Ariano Suassuna, ícone das idéias armoriais, chegou a afirmar que gostava do que o poeta do mangue tinha de “Chico”, mas detestava o que ele tinha de “Science”. As oposições entre os movimentos foram muito bem tratadas por duas obras (“Hibridismos musicais de Chico Science & Nação Zumbi”, de Herom Vargas e “ABC de Ariano Suassuna”, de Bráulio Tavares) e não nos cabe aqui entrar nessa celeuma.
O que gostaria de destacar é que há mais elementos em comum entre o Manguebit e o Armorial do que supõe a nossa vã filosofia (aos que estão esperando a cibercultura nesse bolo todo, calma que eu chego lá!). A mistura e o intercâmbio entre culturas é o fator principal para ambos os movimentos. Enquanto um idealizava o rompimento das fronteiras eruditas e populares para a criação de uma arte universal, o outro buscava quebrar as fronteiras geográficas da cultura, unindo os movimentos populares de diferentes países.
Para promover o encontro destes universos antagônicos, ambos recorreram ao que hoje chamamos de cultura do remix.

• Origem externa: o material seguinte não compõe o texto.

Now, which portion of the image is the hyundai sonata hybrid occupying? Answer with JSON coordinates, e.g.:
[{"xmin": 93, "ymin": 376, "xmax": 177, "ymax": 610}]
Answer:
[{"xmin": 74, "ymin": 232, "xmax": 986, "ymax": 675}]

Essa, muito propagada na internet (olhaí ela chegando!), onde “tomamos emprestado” algo que já existe para experimentar e criar novas obras. Por esta razão, Ariano recorre a personagens do imaginário popular como João Grilo e Chicó e recria um teatro completamente novo, um Nordeste distinto do que vinha sendo descrito desde a segunda fase Modernista inaugurada na década de 30 com A Bagaceira, de José Américo de Almeida.

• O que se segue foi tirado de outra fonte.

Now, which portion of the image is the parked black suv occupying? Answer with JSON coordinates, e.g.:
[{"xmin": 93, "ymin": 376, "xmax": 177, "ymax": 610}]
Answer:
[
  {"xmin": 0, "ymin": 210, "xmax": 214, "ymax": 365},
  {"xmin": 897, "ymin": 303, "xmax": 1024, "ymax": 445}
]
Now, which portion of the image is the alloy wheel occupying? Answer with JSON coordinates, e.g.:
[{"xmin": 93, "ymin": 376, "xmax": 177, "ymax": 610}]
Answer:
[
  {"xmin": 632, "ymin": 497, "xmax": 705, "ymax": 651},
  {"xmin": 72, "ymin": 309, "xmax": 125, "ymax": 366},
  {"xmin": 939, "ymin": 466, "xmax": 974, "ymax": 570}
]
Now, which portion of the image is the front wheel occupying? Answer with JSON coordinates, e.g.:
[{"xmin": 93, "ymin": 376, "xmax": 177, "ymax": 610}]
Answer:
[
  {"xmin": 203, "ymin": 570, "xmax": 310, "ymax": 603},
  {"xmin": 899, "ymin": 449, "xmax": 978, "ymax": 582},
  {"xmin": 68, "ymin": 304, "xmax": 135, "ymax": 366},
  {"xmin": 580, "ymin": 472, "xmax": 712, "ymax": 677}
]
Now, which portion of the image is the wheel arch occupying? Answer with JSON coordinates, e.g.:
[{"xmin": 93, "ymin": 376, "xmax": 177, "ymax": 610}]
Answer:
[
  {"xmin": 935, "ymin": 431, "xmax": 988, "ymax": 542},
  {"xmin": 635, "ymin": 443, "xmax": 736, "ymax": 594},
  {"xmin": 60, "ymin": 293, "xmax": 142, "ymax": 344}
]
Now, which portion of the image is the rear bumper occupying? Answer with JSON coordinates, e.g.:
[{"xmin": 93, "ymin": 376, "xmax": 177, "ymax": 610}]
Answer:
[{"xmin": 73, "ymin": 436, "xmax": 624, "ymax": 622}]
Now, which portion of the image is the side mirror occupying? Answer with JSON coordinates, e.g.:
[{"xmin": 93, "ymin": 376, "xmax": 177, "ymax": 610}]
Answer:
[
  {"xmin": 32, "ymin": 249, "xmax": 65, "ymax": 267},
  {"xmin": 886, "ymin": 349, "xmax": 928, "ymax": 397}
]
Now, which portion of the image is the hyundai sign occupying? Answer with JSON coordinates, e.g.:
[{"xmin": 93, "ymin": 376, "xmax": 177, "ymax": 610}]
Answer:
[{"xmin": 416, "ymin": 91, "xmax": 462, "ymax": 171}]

Outras obras menos conhecidas de Ariano também não são nenhuma novidade em termos de criação e o autor deixa isso bem claro: Uma Mulher Vestida de Sol é uma versão das histórias que ele ouvia nas feiras de Taperoá; A Pena e a Lei traz alguns personagens fixos das apresentações de mamulengo que povoam o sertão, como o negro Benedito e o cabo Setenta. No próprio Auto da Compadecida, além dos personagens principais fazerem parte do imaginário popular, episódios como o gato que “descome” dinheiro nada mais é do que uma adaptação de um livreto de cordel que narra a saga de um jumento com a mesma “habilidade”.
A pergunta que faço é simples: se fosse preciso pedir autorização para utilizar cada um desses personagens, será que a obra de Ariano existiria com tamanha riqueza? É claro que algum defensor das formas tradicionais de regulamentação irá afirmar que se trata de obra que está em domínio público, o que permite tal utilização. O que questiono é que com a velocidade com que os processos de comunicação, informação e conhecimento circulam, será que temos tempo de esperar 70 anos para pensar a respeito de uma obra ou recriar algo completamente novo a partir dela?
Ariano conseguiu de forma brilhante trabalhar com o que hoje parece ser uma das grandes fontes de informação da rede – a cultura do remix. É claro que talvez o próprio Suassuna não admita o uso desse termo para definir sua obra, especialmente por se tratar de um estrangeirismo. Mas na essência, é isto mesmo que ele faz: remixar conteúdos e lançar aos leitores uma nova experiência diante de algo que já existia. Como se vê, Suassuna está mais envolvido com o comportamento dos bits do mangue do que poderia imaginar e revela, em seu processo criativo, também o seu lado “Science”.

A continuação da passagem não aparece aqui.